Your scoring indicates the relative importance which these aspects of work have in your mind.

Take each one in turn:
Money If this was your highest total you must now consider what you want the money for. To some people, money means security, to others a comfortable life. A very small minority find that earning more money is one of the pleasures of his job. Think about it, and decide what it means to you, and remember that your lifestyle at University has got nothing to do with it. Be sure to get rid of misconceptions. The most highly paid job is as a salesman for an Encyclopaedia firm. Insurance selling is not often a way to make money (the best insurance salesman is the sort whom you think you can trust at first sight). Salesmen usually get a salary, a bonus and the use of a company car, all of which adds up to about the same as the straight salary that the Public Service was willing to pay you.

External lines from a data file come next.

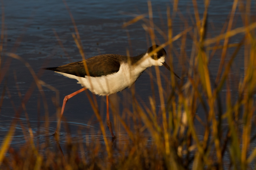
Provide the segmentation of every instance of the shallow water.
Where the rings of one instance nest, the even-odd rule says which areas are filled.
[[[203,1],[202,1],[198,2],[201,15],[204,9]],[[170,6],[172,8],[172,4],[167,0],[152,2],[154,23],[163,30],[166,30],[166,6]],[[213,37],[220,33],[223,24],[226,21],[232,3],[232,1],[217,0],[211,2],[209,19],[215,27],[209,27],[208,31],[208,37]],[[67,4],[76,22],[86,58],[105,53],[125,55],[127,50],[130,50],[131,55],[135,55],[147,50],[148,46],[146,34],[141,26],[142,21],[139,21],[124,29],[122,28],[124,22],[132,19],[134,14],[148,12],[148,5],[145,1],[122,0],[117,2],[107,1],[92,2],[69,0],[67,1]],[[12,59],[10,62],[10,67],[8,68],[5,67],[8,65],[9,60],[4,52],[14,53],[22,57],[29,63],[36,73],[39,74],[40,78],[58,89],[60,93],[59,105],[61,105],[65,96],[80,89],[80,85],[76,83],[76,80],[69,79],[40,68],[61,65],[82,59],[72,37],[72,34],[75,32],[72,21],[62,1],[28,0],[23,2],[11,0],[4,1],[2,5],[4,8],[5,36],[1,67],[3,70],[8,69],[8,71],[0,84],[0,91],[2,94],[6,85],[9,94],[5,92],[1,108],[1,140],[8,130],[14,116],[15,110],[20,107],[22,99],[20,98],[19,92],[20,92],[23,98],[34,82],[31,73],[21,61]],[[255,9],[255,2],[252,3],[251,7]],[[190,1],[181,1],[179,8],[180,13],[188,18],[190,15],[193,15],[193,4]],[[255,11],[256,10],[252,10],[253,14]],[[172,18],[174,35],[184,29],[183,22],[177,15]],[[237,19],[236,26],[242,26],[241,19],[239,18]],[[189,24],[191,25],[191,21],[189,21]],[[58,34],[63,48],[59,45],[56,34]],[[164,42],[164,39],[157,34],[157,35],[158,44]],[[231,39],[232,42],[238,42],[239,38],[238,36]],[[192,45],[191,41],[188,39],[187,43],[188,56],[191,52],[189,48]],[[174,47],[180,47],[175,43],[180,42],[179,41],[174,42]],[[168,50],[165,49],[167,51]],[[180,49],[178,48],[176,49]],[[213,80],[217,74],[215,71],[218,68],[219,59],[219,56],[215,56],[210,66]],[[167,63],[168,60],[166,59]],[[236,60],[237,66],[240,68],[239,72],[243,71],[243,64],[240,62],[240,60],[243,61],[243,54],[240,58]],[[175,72],[180,75],[181,68],[178,65],[178,56],[174,56],[173,62]],[[164,67],[161,67],[160,69],[166,75],[170,75]],[[154,69],[152,68],[151,70],[154,72]],[[149,76],[145,72],[136,82],[135,88],[136,96],[139,96],[147,105],[149,106],[148,96],[152,95],[152,92]],[[163,85],[166,84],[164,78],[163,78],[162,83]],[[46,135],[53,133],[57,124],[56,108],[54,106],[56,101],[54,99],[52,99],[55,93],[47,87],[47,86],[44,87],[43,89],[47,99],[48,107],[44,107],[43,98],[41,97],[40,92],[36,87],[32,92],[26,105],[30,126],[33,134],[35,135],[33,140],[35,143],[38,142],[40,143],[42,138],[44,140],[46,135],[44,132],[48,133]],[[223,95],[225,90],[223,89]],[[158,92],[155,93],[157,99]],[[126,100],[131,99],[127,97],[127,95],[131,95],[129,89],[110,97],[115,109],[120,113],[123,112],[123,104],[125,104],[122,101],[125,101],[124,103]],[[126,97],[128,97],[128,99],[126,99]],[[103,97],[96,98],[100,113],[103,120],[105,120],[105,99]],[[225,102],[225,98],[223,99],[223,101]],[[156,104],[160,107],[159,100],[157,100]],[[127,104],[128,107],[132,107],[130,103]],[[50,125],[46,129],[43,127],[47,119],[44,115],[47,113],[46,110],[47,109]],[[200,113],[198,114],[200,115]],[[86,136],[85,135],[88,134],[101,137],[98,133],[99,131],[99,123],[85,93],[78,95],[68,101],[65,108],[64,116],[65,120],[62,122],[62,127],[65,126],[63,125],[65,124],[65,122],[66,122],[69,131],[66,132],[63,127],[61,129],[60,136],[64,142],[67,134],[73,137]],[[28,130],[28,127],[26,123],[27,120],[24,112],[20,115],[20,121],[26,125],[24,126],[24,129]],[[38,125],[39,122],[41,124],[40,128]],[[132,123],[131,124],[132,127]],[[16,132],[12,143],[13,146],[19,146],[26,142],[22,127],[19,124],[16,126]],[[111,135],[107,128],[106,129],[110,137]],[[78,129],[81,129],[81,133],[77,132]],[[41,133],[42,134],[37,135],[37,132],[39,129],[40,134]],[[123,129],[122,128],[114,130],[116,131],[116,134],[120,134],[120,139],[122,138],[122,137],[126,138],[126,136],[123,135],[125,133],[122,133]],[[121,141],[119,142],[121,142]]]

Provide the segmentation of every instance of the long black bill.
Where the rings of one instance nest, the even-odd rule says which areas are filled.
[[[179,76],[178,76],[178,75],[177,75],[177,74],[176,74],[176,73],[174,73],[174,71],[172,71],[172,70],[171,70],[171,69],[170,68],[170,67],[169,67],[169,66],[168,65],[167,65],[167,64],[166,64],[166,63],[165,63],[165,62],[163,62],[162,63],[163,63],[163,65],[164,65],[164,67],[166,67],[166,68],[167,68],[167,69],[168,69],[168,70],[170,70],[170,71],[172,71],[172,72],[173,73],[173,74],[174,74],[174,75],[175,75],[175,76],[176,76],[176,77],[177,77],[177,78],[179,78],[180,79],[180,80],[181,80],[181,78],[180,78],[180,77],[179,77]]]

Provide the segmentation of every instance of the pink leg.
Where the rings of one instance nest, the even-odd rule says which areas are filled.
[[[107,95],[106,96],[106,100],[107,100],[107,124],[108,125],[108,129],[109,129],[110,133],[111,133],[111,135],[112,136],[112,137],[115,138],[116,137],[114,135],[114,133],[113,133],[113,130],[112,130],[112,125],[111,124],[111,122],[109,120],[109,113],[108,109],[108,95]]]
[[[82,89],[80,89],[79,90],[76,91],[76,92],[75,92],[73,93],[70,94],[69,95],[68,95],[67,96],[65,96],[65,97],[64,98],[64,100],[63,100],[63,104],[62,105],[62,108],[61,108],[61,111],[60,112],[60,119],[59,120],[58,124],[57,124],[57,128],[56,128],[56,130],[55,131],[55,133],[54,133],[53,135],[53,136],[55,135],[55,134],[58,132],[58,129],[60,127],[60,122],[61,121],[61,117],[62,117],[62,115],[63,115],[63,112],[64,111],[64,108],[65,108],[65,106],[66,105],[67,102],[68,101],[68,99],[76,95],[79,93],[82,92],[84,91],[87,89],[86,88],[84,87]]]

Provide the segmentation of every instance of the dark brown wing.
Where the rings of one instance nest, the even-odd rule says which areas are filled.
[[[113,57],[113,56],[115,57]],[[117,72],[120,63],[117,60],[118,55],[104,54],[92,57],[85,60],[90,76],[98,77]],[[44,68],[62,73],[84,77],[86,75],[83,61],[68,64],[57,67]]]

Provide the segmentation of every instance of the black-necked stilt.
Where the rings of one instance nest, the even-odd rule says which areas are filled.
[[[96,94],[106,96],[107,123],[112,137],[115,137],[109,120],[108,95],[130,87],[148,67],[164,65],[169,70],[172,71],[165,62],[166,55],[163,48],[154,45],[149,48],[146,53],[135,57],[103,54],[85,60],[87,66],[85,66],[84,61],[81,61],[57,67],[44,68],[76,79],[78,81],[77,83],[84,87],[64,98],[60,120],[54,134],[58,131],[68,100],[88,89]],[[85,69],[86,67],[88,68],[87,71]]]

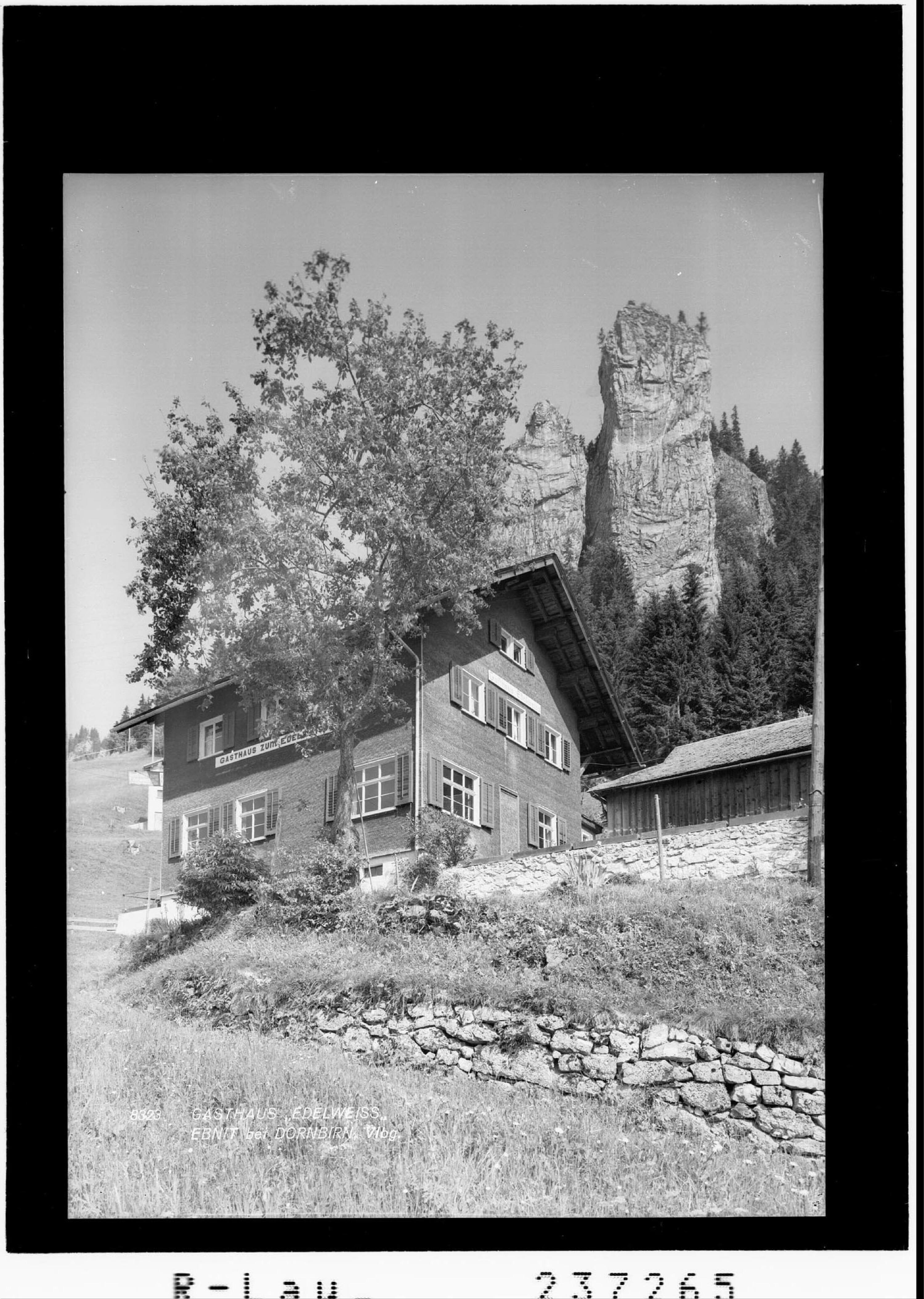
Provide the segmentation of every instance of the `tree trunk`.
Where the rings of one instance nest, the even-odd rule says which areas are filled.
[[[337,795],[334,804],[334,840],[340,848],[353,847],[353,747],[352,730],[340,733],[340,766],[337,768]]]
[[[815,683],[811,718],[811,792],[808,795],[808,883],[820,885],[824,869],[824,472],[821,474],[821,539],[815,617]]]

Security A secure job is one in a conservative stable organisation, which has a reputation for never firing people. If you work in an organisation like this, you will have the warm feeling that even if you prove that you're incompetent, all that will happen is that you get moved to one of the branches in a country district. Rather dull but if security is important to you, you wont mind the routine. Again, get rid of the misconceptions. The Public Service is secure, sure enoug, but not nearly as secure as some traditional family based native New Zealand Firm, and certainly not as conservative.
Of course there are other forms of security but these involve subjective evaluations based on the satisfactory combination of personality, job and working conditions.
Social Social satisfaction comes from working with people you like, and feeling that what you do is really worthwhile. Think about your future employer and what line of business he is in, and think carefully. Think about the size of the organisation in general, the bigger it is, the more transient your contacts with people and the leu your chances of getting to know somebody. And, about the organisations objectives: remember there are two ways of defining everything e.g. you can say about an organisation that they're just trying to con people into buying toothpaste or you can say "they're really concerned about tooth decay".
Most important, the people you work with: If you are about to start work with an organisation, you might do worse than first to ask whether you can meet a few people working there. Most employers will be happy you showed interest.
Work Itself We haven't said anything about the kind of job yet. For a very few people it doesn't matter, so long as the're too busy to think. What you actually do in a job will be satisfying if it fits the kind of person you are - the pattern of traits that are part of you. (These are classified further on into main types.) Besides all this, your personal objectives matter. Graduates in their first job who complain about the routine of wrapping parcels are generally those who aren't committed to the job. Those who are committed don't notice routine, they get satisfaction out of achieving the objectives.